Synthesis, cytotoxicities, and carbonic anhydrase inhibition potential of 6-(3-aryl-2-propenoyl)-2(3H)-benzoxazolones

Abstract

In this study, new chalcone compounds having the chemical structure of 6-(3-aryl-2-propenoyl)-2(3H)-benzoxazolones (1-8) were synthesised and were characterised by ¹H-NMR, ¹³ C-NMR, and HRMS spectra. Cytotoxic and carbonic anhydrase (CA) inhibitory effects of the compounds were investigated. Cytotoxicity results pointed out that compound 4, 6-[3-(4-trifluoromethylphenyl)-2-propenoyl]-3H-benzoxazol-2-one, showed the highest cytotoxicity (CC₅₀) and potency-selectivity expression (PSE) value, and thus can be considered as a lead compound of this study. According to the CA inhibitory results, IC₅₀ values of the compounds 1-8 towards hCA I were in the range of 29.74-69.57 µM, while they were in the range of 18.14 - 48.46 µM towards hCA II isoenzyme. K_i values of the compounds 1-8 towards hCA I were in the range of 28.37 ± 6.63-70.58 ± 6.67 µM towards hCA I isoenzyme and they were in the range of 10.85 ± 2.14 - 37.96 ± 2.36 µM towards hCA II isoenzyme.

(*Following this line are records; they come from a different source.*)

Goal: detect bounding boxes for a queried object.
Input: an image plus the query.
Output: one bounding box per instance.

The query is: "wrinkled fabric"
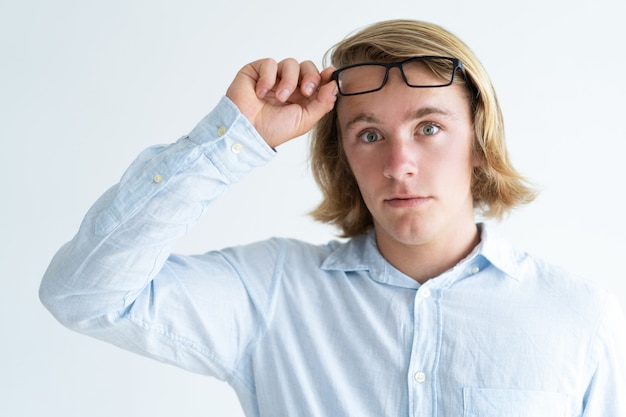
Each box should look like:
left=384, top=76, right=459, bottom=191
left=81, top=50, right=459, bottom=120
left=40, top=98, right=626, bottom=417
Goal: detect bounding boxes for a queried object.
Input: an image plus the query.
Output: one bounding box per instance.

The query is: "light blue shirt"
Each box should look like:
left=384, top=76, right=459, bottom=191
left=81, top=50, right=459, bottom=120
left=40, top=98, right=626, bottom=417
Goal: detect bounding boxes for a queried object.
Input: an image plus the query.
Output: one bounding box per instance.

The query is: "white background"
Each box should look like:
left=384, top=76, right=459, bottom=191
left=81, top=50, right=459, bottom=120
left=0, top=0, right=626, bottom=417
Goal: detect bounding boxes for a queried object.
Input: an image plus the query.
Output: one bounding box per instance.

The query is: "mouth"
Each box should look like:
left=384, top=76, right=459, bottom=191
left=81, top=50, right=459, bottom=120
left=385, top=196, right=433, bottom=208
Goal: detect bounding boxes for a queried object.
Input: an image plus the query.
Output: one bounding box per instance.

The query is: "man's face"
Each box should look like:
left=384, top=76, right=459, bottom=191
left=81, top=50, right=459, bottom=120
left=337, top=68, right=478, bottom=252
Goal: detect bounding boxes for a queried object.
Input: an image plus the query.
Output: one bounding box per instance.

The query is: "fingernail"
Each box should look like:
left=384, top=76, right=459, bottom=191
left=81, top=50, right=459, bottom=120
left=278, top=88, right=291, bottom=101
left=304, top=82, right=315, bottom=96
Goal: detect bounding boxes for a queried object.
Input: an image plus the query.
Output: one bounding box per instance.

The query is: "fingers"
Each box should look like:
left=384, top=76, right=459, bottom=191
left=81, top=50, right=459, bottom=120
left=226, top=58, right=337, bottom=147
left=250, top=58, right=322, bottom=103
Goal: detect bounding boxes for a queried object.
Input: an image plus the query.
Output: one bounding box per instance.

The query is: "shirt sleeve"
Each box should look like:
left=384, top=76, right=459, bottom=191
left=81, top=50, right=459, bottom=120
left=40, top=97, right=274, bottom=379
left=583, top=296, right=626, bottom=417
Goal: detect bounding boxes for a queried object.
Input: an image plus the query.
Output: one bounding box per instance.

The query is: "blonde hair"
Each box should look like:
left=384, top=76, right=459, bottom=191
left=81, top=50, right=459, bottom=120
left=311, top=20, right=536, bottom=237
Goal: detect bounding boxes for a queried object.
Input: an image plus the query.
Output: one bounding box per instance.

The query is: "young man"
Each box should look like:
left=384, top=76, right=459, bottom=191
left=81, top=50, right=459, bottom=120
left=41, top=21, right=626, bottom=417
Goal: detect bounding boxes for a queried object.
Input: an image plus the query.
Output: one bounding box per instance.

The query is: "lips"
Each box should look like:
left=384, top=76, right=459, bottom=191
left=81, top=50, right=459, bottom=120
left=385, top=196, right=432, bottom=208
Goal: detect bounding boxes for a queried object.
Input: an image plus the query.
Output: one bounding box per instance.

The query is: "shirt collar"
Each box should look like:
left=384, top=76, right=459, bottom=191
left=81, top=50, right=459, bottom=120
left=322, top=223, right=527, bottom=288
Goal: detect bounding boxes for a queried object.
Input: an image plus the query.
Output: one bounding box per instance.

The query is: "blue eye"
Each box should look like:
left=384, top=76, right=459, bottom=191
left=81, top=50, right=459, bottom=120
left=359, top=130, right=381, bottom=143
left=420, top=123, right=439, bottom=136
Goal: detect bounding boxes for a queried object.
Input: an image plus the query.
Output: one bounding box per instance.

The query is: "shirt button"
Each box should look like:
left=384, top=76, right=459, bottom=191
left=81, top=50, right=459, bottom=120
left=230, top=143, right=243, bottom=153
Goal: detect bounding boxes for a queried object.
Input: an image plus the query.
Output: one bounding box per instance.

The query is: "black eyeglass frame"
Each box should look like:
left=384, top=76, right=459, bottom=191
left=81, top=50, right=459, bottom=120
left=331, top=55, right=467, bottom=96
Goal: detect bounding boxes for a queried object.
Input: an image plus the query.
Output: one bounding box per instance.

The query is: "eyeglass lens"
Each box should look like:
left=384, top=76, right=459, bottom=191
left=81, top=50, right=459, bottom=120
left=338, top=58, right=456, bottom=94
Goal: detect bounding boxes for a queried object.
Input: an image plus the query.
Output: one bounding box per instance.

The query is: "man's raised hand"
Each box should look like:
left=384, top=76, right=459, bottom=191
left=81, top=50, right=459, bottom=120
left=226, top=58, right=337, bottom=147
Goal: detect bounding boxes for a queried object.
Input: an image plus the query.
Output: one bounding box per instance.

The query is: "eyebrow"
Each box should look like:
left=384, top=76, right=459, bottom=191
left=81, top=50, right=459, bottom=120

Keywords: Anticancer; benzoxazolone; carbonic anhydrase; chalcone; cytotoxic.

Scheme 1.

Synthesis of the compounds 1–8. Ar: Phenyl (1); 4-methylphenyl (2); 4-Methoxyphenyl (3); 4-trifluoromethylphenyl (4); 3-hyrdoxyphenyl (5); 4-isopropylphenyl (6); 4-dimethylaminophenyl (7); 4-benzyloxyphenyl (8).

Figure 1.

The details of ¹H-NMR spectra of compound 2 as represantative ¹H-NMR. δ (ppm) H_a: 8.05 (dd, 1H, J_Ha-Hb: 8.1 Hz, J_Ha-Hc: 1.5 Hz), H_b: 7.22 (d, 1H, J_Ha-Hb: 8.1 Hz), H_c: 8.08 (d, 1H, J_Ha-Hc: 1.5 Hz), H_d: 7.79 (d, 2H, J_Hd-He: 8.0 Hz), H_e: 7.27 (d, 2H, J_Hd-He: 8.0 Hz), H_α: 7.93 (d, 1H, J_Hα-Hβ: 15.5 Hz), H_β: 7.70 (d, 1H, J_Hα-Hβ: 15.5 Hz) CH₃ protons: 2.35 (s, 3H).